まだ研究船という位置づけの船なので、直接レアアースの採掘に繋がる訳では無いのだが、希望はあるよと言う話。

コメント

  1. 匿名 より:

    韓国人は見たいものしか見ませんから、現実の世界と認識がずれているのですね。

    • 木霊 より:

      韓国にとっては支那が今回の争いで負けてもらっては困るはずです。
      しかし、一方でアメリカに負けてもらっても大打撃ですから、悩ましい感じなんだろうと思います。現実逃避はやむなしじゃないでしょうか。

  2. マスメディア反乱軍 より:

    尖閣諸島の絡みで10年位前に日本でも大騒ぎになって、マスメディアがしきりに危機を煽っていましたよね。

    でも、ちゃんと代替え技術が提供された訳で言い値で買わされてた輸入を諦めた結果、かえって日本の基礎的なイノベーションを高めました。
    アメリカも支那の報復手段(=脅し)にこれが含まれている事は折り込み済みと予想しています。

    石油以上に本格的に産出するには採算性を考えると、ビジネスになるかどうか判らない博打的投資...、何しろ相手のほとんどは海底深くなんですから。
    採掘できて採算が採れるかの厳密な調査を辞めてはなりませんが、代替え可能なイノベーションとの採算競争になるんじゃないかな?

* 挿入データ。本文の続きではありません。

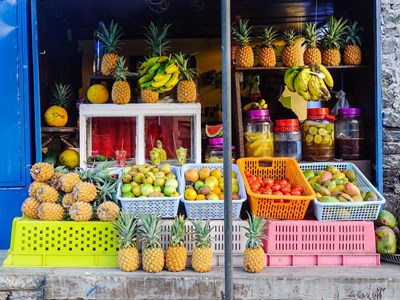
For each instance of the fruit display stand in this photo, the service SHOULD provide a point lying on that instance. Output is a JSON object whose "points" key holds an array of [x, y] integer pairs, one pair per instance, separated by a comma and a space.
{"points": [[313, 243], [140, 112], [364, 210], [272, 206], [211, 209]]}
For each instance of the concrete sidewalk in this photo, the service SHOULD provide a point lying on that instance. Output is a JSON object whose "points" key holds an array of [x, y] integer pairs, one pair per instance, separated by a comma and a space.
{"points": [[273, 283]]}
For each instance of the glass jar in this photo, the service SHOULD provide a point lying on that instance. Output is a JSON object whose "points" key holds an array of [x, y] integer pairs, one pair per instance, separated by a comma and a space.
{"points": [[287, 139], [349, 134], [258, 133], [215, 151], [318, 135]]}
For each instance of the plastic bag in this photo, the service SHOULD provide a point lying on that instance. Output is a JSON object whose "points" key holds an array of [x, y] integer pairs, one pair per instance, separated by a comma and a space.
{"points": [[341, 103]]}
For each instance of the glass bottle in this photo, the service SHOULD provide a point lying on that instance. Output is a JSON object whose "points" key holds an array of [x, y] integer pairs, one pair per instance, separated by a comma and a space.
{"points": [[287, 139], [258, 133], [98, 50], [349, 134], [318, 135]]}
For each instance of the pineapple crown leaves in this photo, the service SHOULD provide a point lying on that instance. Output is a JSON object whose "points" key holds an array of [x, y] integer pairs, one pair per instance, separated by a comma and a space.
{"points": [[61, 94], [111, 37], [268, 37], [178, 231], [242, 32], [121, 71], [186, 73], [255, 231], [202, 232], [352, 34], [311, 36], [289, 36], [127, 227], [150, 230], [333, 38], [157, 39]]}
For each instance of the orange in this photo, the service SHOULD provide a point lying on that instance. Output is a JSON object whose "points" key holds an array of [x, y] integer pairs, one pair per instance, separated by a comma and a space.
{"points": [[56, 116], [97, 94]]}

    支那は常にこうやって何かを人質にし圧力を掛けてきた国なんですから、いつ裏切られるか判らない国に日本国は経済は基より色んな運命を委ねるのは愚の骨頂です。
    常に油断大敵をモットーに付き合わないとね。

    P.S.
    昔読んだミステリーか漫画にこんなのがありました。
    代々伝わる隠された謎の家宝を子孫達が争って探すのですが、やっと見つけた箱を開けるとそこには金属の装飾品が山ほど...、ところが汚れを拭いてみるとなんとそれはアルミ製でガッカリというオチでした。
    隠した祖先は貴重な新技術を他人に盗まれてはならないと思い隠したんでしょうけど、「科学は常に進歩する」というシンプルな原理を忘れてしまったコメディーですね。(苦笑)

    • 木霊 より:

      アメリカは支那の報復を織り込み済みだと思うのですよ。
      血を流してでも支那を叩きつぶそうというのが、今のアメリカの方針ですので、そう簡単に手を緩めるとも思えません。少なくとも5Gは丹念させるつもりなんじゃ無いでしょうか。流石にオープンソースのAndroidの供給を止めるとこまではやれないと思いますが、ファーウェイがgoggleのPLAYストアを失うと、多数の国でファーウェイのスマホを買うのに躊躇する人が出るでしょう。
      そうなるとスマホのシェアを失い、5G覇権もとれなくなる。ソコまではやるんじゃないかな。

  3. 河太郎 より:

    すげえバカな質問で恐縮ですが。
    1990年代にはレア・アース(希少土類)は南米やインドやアフリカとかでしか「産出されない」としていたのですが……。
    これシナがいつの間に産出国になったのでしょうか?
    当時はリニア・モーターカーの「なんとか電導」で必要な素材でしたが。
    希少土類の「範囲」が素材として広がったのか?
    はたまた鉱脈を「新発見」されたのでしょうか??

    • 木霊 より:

      参考になると思われる話を追記として紹介しました。
      過去には支那以外で供給されていたレアアースですが、支那が戦略的にシェア拡大をしたという話ですね。